Джалагания сердито сверкнул на него в полутьме своими южными, почти негритянскими белками.
– На груды дэржать. Гдэ больше знамя дэржать?
– А обыск?
Коста выдохнул весь воздух из легких, надулся и не нашел что ответить – все его представления о красоте воинского подвига опрокидывало одно короткое и тупое слово – плен.
Третьяков примиряюще усмехнулся.
– Да на груди только в романах знамена спасают. А тут деловое решение нужно. Пожалуй, лучше всего в бушлат вшить.
Тогда Шмелев, не говоря ни слова, снял с себя бушлат и, достав из каблука обломок лезвия безопасной бритвы, принялся подпарывать суконную подкладку. Сказал уже минутой позже, деловито и ровно:
– Старшины, от света!
Вшивали знамя между сукном бушлата и его ворсистой, теплой подкладкой часов до двух ночи, в потемках, по очереди, почти на ощупь.
– Никак ремонтируетесь, морячки?-вдруг сочувственно спросил кто-то из красноармейцев с другой стороны нар.
– Согласно уставу. Суббота сегодня,– солидно ответил за всех самый младший.
– Дружные они, матросы. Не то что наш брат… – с завистью вздохнули на нарах и опять замолчали.
Только поскрипывало, прогибаясь, корабельное железо.
Потом все пятеро долго осматривали бушлат, прощупывали швы, плечи, карманы – но потертый, черный, на двенадцати позеленевших медных пуговицах с якорями бушлат Шмелева ничем не отличался от остальных.
– Рост у всех один – второй.

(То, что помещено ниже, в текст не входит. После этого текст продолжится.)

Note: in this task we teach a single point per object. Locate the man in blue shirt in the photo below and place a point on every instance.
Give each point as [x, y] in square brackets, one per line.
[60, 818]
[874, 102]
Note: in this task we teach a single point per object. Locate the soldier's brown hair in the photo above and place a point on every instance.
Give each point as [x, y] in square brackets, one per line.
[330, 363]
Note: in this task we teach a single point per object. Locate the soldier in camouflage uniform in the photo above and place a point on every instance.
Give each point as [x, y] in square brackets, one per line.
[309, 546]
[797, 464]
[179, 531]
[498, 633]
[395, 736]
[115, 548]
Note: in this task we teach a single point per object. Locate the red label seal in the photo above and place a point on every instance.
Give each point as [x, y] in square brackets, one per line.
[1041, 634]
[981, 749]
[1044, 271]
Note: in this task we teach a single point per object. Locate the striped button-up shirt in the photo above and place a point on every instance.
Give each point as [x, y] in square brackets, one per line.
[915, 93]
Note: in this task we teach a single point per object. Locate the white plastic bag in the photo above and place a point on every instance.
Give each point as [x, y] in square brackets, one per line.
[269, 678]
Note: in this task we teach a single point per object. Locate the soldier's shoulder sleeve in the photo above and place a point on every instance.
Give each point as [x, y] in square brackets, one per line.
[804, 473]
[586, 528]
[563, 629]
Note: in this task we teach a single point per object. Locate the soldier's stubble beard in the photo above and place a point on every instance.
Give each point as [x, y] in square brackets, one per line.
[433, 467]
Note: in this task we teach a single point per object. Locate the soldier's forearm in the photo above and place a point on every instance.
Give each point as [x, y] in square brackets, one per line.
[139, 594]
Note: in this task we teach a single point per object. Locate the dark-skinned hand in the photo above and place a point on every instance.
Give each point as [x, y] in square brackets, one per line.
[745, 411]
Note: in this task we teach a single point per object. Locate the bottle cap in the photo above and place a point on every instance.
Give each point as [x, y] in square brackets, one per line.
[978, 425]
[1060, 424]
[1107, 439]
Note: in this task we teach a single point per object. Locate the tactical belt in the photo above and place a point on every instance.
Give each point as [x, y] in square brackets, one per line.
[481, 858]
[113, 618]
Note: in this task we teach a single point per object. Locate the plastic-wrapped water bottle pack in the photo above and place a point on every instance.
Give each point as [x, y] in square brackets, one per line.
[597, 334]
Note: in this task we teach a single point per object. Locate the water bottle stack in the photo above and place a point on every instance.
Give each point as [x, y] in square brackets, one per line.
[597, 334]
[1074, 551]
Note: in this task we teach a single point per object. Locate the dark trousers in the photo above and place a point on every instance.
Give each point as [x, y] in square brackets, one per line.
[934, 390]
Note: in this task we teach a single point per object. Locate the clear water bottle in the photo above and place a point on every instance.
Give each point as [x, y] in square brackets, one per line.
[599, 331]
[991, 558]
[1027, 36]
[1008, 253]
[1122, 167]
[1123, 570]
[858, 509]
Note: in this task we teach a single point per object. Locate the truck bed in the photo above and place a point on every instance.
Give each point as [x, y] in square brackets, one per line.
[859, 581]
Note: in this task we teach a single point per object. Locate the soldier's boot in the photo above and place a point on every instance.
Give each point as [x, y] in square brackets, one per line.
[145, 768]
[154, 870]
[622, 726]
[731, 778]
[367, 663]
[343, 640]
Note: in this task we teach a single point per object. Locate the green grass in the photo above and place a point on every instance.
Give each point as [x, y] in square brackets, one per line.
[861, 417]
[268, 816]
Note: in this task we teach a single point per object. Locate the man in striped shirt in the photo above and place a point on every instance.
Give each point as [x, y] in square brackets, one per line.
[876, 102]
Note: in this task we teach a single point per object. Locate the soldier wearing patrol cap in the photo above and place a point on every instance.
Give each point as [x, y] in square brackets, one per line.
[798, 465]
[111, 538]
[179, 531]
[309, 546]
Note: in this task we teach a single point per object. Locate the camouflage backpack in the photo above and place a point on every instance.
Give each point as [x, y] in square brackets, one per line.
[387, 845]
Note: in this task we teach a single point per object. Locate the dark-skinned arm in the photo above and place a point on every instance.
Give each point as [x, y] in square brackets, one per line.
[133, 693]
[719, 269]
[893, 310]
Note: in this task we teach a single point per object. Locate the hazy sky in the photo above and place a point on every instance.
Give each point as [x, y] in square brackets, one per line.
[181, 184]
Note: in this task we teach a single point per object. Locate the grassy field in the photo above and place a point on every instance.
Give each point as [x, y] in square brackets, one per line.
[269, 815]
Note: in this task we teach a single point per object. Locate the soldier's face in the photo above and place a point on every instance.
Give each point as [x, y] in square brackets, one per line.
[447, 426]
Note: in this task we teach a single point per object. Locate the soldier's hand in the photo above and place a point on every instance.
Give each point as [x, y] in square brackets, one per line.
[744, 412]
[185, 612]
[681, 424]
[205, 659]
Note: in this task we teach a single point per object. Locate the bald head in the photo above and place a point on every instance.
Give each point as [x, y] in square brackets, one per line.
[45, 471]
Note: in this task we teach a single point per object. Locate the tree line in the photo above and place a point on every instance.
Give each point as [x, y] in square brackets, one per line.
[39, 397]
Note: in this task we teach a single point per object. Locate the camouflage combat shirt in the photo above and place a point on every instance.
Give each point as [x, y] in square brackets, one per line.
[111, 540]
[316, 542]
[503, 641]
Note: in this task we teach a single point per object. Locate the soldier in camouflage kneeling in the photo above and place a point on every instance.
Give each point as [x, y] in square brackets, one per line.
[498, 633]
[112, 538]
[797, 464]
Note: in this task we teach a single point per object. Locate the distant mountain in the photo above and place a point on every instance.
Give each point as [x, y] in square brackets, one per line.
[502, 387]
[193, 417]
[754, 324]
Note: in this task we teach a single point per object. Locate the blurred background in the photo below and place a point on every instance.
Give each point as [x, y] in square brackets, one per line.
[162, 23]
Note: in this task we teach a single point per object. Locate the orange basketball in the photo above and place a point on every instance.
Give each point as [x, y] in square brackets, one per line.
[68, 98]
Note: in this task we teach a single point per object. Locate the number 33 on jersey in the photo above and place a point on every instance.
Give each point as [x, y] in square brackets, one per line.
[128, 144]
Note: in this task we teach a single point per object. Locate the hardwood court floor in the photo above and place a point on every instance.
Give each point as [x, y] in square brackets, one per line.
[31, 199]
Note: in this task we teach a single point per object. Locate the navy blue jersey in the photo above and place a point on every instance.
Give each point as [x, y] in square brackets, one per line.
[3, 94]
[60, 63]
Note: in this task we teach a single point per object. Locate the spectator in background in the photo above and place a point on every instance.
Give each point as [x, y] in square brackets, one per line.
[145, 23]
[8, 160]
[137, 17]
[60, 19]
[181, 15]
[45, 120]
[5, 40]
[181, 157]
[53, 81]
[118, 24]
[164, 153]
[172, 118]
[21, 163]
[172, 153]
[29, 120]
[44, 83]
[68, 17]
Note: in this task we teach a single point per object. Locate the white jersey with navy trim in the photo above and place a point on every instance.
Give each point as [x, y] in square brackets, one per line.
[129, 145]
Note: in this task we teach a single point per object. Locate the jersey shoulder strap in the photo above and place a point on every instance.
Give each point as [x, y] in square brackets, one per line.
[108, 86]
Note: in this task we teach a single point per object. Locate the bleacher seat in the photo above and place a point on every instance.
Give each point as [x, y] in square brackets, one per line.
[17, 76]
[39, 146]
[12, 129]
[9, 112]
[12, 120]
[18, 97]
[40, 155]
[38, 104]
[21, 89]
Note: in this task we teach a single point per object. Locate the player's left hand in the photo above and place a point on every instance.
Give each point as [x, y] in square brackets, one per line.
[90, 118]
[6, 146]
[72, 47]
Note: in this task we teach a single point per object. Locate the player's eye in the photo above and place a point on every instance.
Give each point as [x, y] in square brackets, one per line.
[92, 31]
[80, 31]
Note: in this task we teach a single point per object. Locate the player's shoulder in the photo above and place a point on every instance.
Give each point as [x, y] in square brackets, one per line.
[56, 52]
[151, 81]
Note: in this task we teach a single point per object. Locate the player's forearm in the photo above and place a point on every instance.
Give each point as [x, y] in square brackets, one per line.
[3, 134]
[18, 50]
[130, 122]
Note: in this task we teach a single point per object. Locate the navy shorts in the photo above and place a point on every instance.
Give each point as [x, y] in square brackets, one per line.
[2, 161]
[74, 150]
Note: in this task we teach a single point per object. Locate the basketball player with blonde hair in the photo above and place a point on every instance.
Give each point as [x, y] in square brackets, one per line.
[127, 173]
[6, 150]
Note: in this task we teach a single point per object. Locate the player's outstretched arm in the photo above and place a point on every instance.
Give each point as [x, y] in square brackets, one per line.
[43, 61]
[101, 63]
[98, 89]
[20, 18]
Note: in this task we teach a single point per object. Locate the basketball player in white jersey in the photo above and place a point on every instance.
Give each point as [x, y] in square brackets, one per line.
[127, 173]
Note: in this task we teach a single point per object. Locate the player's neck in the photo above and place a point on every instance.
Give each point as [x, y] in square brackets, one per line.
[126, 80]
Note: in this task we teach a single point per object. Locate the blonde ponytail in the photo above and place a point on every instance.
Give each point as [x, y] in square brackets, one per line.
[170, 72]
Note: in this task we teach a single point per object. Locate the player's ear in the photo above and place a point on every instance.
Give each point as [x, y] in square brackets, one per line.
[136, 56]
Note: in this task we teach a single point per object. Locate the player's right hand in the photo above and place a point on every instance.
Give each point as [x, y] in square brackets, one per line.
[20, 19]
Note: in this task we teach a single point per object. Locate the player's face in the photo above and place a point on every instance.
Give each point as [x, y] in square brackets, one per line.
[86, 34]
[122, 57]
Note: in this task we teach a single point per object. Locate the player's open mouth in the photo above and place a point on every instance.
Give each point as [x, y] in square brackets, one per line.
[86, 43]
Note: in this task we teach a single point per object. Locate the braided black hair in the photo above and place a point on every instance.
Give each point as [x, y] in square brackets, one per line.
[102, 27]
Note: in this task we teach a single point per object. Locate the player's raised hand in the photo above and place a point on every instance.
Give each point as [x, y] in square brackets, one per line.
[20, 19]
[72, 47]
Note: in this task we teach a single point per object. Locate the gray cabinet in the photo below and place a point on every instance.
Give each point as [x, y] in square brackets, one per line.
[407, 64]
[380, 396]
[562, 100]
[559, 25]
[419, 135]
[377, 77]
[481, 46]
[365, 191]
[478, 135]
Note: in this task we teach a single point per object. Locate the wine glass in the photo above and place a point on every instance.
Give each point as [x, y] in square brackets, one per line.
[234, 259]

Носить будем по очереди, – пряча безопаску в стоптанном каблуке, командно определил Шмелев и, любуясь чистой артельной работой, еще раз встряхнул бушлат на вытянутой руке: – Теперь пусть хоть с собаками ищут. Пошивочная не хуже главвоенторговской.
Третьяков вздохнул глубоко и мечтательное
– А дай бы бог, с собаками-то… Представляете картину: глухой лес, мы идем, как под Волосовом, цепочкой. Только без конвоя. И обязательно с оружием. И нас ищут с собаками. Ищут и не могут найти.
Глаза комиссара были озорные, светлые, совсем молодые: человек верил в свое знамя.
Шмелев, блаженно зажмурясь, сдавил его локоть, и этот быстрый жест был похож на короткое рукопожатие.
Сказал капитан-лейтенант уверенно и громко:
– Нарисуем когда-нибудь и такие картины. Ну, а теперь – спать. Отбой!